Groups of three goats at 50, 90 and 130 days of gestation were passively immunized against ovine LH (oLH) by i.v. infusion of 8 ml serum equivalent of the immunoglobulin fraction of rabbit anti-oLH serum (LHAS). Goats at the same stages of gestation as above served as controls and received 8 ml serum equivalent of the immunoglobulin fraction of normal rabbit serum (NRS). Plasma concentrations of progesterone were determined by specific radioimmunoassay of blood collected at 20-min intervals from 6 h before infusion of LHAS or NRS to 12 h after infusion. Less frequent sampling was performed from 2 days before to 6 days after infusion. Plasma from all LHAS-immunized goats exhibited binding of oLH. Twelve hours after immunization, titres ranged from 1:135 to 1:215. All LHAS-treated goats had titres of less than 1:10 by 5 days after immunization, but a low level of oLH binding was still detectable. Treatment with LHAS or NRS did not shorten the length of gestation, with all goats delivering live offspring between 142 and 147 days after conception. Plasma concentrations of LH ranged from less than 0·15 μg/l to 4·8 μg/l and were greater than 0·15 μg/l in 181 of 255 samples (71%) for both the NRS-treated group, throughout the experiment, and the LHAS-treated groups before infusion of antiserum.
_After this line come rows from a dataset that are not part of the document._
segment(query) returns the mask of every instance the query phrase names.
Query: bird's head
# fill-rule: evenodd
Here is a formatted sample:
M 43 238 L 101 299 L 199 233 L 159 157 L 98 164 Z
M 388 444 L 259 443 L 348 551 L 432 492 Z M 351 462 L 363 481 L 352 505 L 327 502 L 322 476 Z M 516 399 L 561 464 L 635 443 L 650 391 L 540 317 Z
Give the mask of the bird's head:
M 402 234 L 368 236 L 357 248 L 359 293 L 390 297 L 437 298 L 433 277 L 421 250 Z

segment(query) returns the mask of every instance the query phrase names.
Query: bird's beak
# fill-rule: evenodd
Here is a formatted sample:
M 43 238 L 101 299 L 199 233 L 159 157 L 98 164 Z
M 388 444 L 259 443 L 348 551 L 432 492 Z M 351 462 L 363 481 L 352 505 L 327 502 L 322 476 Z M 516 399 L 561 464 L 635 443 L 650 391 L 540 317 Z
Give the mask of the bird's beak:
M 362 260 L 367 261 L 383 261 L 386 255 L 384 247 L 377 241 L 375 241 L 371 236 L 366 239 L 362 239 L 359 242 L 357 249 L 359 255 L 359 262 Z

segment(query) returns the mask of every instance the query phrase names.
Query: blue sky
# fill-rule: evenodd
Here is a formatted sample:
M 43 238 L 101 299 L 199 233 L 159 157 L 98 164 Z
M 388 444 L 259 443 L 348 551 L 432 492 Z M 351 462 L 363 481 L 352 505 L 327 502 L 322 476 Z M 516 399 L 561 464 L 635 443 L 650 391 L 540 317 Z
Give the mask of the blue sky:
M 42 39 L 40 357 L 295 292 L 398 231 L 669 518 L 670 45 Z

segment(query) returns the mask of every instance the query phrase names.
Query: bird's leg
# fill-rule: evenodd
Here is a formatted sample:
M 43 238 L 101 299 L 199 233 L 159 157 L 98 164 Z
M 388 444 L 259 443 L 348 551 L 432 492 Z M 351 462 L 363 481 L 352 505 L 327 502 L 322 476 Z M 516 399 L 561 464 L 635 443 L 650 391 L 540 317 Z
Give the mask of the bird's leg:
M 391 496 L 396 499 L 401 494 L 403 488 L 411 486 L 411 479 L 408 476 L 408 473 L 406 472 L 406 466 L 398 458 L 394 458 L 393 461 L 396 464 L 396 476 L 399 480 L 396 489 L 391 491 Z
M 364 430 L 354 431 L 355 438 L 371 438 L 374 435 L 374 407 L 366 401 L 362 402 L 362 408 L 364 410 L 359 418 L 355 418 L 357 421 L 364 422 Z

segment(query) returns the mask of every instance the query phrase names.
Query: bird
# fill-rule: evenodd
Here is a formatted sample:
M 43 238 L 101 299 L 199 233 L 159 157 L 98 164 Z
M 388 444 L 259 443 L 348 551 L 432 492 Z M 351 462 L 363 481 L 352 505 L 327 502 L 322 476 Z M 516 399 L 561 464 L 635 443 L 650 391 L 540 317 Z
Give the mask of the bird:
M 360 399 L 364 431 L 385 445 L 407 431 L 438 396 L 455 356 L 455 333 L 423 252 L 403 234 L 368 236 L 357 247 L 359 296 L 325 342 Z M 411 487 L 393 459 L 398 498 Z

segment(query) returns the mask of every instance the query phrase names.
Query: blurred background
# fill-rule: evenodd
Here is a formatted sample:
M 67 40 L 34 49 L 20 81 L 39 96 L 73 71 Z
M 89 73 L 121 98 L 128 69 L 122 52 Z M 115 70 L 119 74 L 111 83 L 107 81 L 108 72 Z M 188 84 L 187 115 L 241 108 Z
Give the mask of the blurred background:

Luteinizing hormone was not detectable in plasma samples obtained after LHAS infusion in goats at 50 or 130 days of pregnancy. Plasma concentrations of LH exceeded 0·15 μg/l in only five of 51 (10%) samples in 90-day-pregnant goats treated with LHAS, the maximum value reached being 0·80 μg/l.
Plasma concentrations of progesterone did not alter significantly after infusion of LHAS or NRS at 50, 90 or 130 days of gestation, nor were they significantly different between the groups treated with LHAS and NRS.
The role of LH in the maintenance of pregnancy in the goat after 50 days of gestation is questioned.